Work Inclusion in North and South: Comparative Urban Contexts (WINS)

The WINS project focuses on how work inclusion may improve the social inclusion of migrants within comparative urban settings.

Some amount of socioeconomic inequality has for a long time been tolerated as necessary to motivate individuals to contribute to economic growth. However, social inequality and exclusion are now increasingly recognized in the policy world as factors that may prevent such growth. In recent years, social inclusion has become a key policy concern in EU strategy documents and funding calls, and an increasingly important focus for global NGOs.

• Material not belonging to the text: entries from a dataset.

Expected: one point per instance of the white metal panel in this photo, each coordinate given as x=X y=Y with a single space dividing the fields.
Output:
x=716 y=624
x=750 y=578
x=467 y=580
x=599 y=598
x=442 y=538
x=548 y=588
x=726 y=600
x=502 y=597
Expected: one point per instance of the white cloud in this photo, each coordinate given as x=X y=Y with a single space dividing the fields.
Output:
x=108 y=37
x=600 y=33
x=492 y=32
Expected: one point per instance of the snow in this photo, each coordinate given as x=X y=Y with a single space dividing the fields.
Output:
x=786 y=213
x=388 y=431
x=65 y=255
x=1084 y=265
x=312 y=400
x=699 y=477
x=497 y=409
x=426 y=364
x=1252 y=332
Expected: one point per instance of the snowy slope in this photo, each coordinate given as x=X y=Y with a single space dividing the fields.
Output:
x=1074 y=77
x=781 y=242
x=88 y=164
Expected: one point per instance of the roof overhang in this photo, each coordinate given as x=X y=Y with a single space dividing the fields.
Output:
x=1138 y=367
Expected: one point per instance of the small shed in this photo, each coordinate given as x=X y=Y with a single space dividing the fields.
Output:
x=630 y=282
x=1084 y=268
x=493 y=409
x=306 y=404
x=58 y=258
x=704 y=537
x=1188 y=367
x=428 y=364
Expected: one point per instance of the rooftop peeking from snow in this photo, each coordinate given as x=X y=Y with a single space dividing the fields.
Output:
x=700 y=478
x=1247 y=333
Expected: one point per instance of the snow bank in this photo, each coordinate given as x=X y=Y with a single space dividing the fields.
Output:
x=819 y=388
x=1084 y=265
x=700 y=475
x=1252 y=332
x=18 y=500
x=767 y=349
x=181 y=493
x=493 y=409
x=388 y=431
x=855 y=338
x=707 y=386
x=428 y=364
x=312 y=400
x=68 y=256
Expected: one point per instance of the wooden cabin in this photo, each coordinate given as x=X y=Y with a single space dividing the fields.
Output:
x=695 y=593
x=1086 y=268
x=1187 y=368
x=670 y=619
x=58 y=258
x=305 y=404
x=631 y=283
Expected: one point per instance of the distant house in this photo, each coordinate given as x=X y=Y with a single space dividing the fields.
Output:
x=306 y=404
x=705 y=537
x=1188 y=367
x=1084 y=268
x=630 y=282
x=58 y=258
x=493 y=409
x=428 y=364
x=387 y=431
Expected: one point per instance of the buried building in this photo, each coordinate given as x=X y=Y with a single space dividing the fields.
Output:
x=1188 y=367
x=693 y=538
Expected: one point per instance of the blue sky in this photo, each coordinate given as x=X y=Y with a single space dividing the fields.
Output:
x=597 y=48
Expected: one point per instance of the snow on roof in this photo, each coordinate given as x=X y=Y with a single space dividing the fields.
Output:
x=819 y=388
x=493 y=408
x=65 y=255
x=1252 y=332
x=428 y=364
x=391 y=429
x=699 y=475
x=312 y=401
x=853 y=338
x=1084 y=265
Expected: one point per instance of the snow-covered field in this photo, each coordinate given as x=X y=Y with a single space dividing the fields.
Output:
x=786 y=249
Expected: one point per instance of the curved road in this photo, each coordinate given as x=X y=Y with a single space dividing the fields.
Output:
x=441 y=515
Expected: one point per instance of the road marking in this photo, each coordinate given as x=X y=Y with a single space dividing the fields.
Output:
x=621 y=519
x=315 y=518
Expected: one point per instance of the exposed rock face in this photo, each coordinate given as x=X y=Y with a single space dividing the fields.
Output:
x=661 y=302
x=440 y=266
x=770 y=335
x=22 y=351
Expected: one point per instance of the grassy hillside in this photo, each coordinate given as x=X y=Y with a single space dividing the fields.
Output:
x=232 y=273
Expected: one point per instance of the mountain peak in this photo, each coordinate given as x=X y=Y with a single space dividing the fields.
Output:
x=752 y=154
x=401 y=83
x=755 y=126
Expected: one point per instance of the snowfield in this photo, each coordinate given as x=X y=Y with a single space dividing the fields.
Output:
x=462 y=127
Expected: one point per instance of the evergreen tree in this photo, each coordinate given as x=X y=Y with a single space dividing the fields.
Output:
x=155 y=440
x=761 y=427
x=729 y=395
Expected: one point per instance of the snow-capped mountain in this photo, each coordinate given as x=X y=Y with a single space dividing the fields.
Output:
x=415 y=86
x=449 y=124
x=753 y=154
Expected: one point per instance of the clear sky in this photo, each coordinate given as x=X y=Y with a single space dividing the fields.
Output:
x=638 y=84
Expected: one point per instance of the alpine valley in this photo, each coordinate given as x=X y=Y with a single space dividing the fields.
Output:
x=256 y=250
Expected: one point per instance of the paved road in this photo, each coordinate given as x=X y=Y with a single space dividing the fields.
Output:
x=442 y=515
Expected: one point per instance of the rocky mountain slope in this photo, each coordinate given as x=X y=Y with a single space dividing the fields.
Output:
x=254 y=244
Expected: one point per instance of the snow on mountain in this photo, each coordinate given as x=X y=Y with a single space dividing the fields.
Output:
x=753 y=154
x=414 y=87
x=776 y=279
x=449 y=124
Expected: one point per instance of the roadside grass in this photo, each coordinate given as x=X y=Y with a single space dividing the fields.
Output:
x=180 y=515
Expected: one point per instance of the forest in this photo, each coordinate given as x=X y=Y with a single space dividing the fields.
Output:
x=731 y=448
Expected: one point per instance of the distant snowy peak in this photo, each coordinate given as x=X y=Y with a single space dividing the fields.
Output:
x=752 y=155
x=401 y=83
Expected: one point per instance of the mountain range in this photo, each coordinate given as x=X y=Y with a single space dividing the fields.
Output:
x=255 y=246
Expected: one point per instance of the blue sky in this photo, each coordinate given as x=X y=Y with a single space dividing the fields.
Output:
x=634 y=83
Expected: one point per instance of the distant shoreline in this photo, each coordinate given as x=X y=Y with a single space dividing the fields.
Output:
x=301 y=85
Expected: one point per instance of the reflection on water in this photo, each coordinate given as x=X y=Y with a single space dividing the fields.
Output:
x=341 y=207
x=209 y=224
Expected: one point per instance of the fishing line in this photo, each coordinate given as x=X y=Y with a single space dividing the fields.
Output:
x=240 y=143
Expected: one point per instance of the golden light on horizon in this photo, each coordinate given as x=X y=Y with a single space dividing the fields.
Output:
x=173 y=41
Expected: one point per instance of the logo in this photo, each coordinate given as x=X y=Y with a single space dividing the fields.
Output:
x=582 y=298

In the Global North and South, policy discussions now overwhelmingly focus on improving socioeconomic inclusion through the development of human capital. Despite this changing rhetorical emphasis, social policy measures and social work practice still lag behind and operate primarily with the aim of improving the problematic motivations and relations of individuals. The alternative is to consider the individuals targeted for support as actors located within problematic structural, social and institutional contexts. The educational and research activities of the WINS project put this perspective into the forefront, emphasizing the labour market-, social- and institutional contexts within which work inclusion measures take place, with particular focus on measures implemented within the workplace.

We will apply an innovative theoretical framework refined in earlier research to teach, discuss and develop research on how working inclusion affects the dignity, wellbeing and socioeconomic status of individuals in the urban contexts of Oslo and Bangalore.

More about the project

Our work will strengthen and further develop the long-term research collaboration between Oslo Metropolitan University (OsloMet) and National Law School University of India, Bangalore (NLSIU), through the development of external national and international research projects applying cross-disciplinary expertise on work and social inclusion, urban development, social work, human rights and social policy in Norway and India.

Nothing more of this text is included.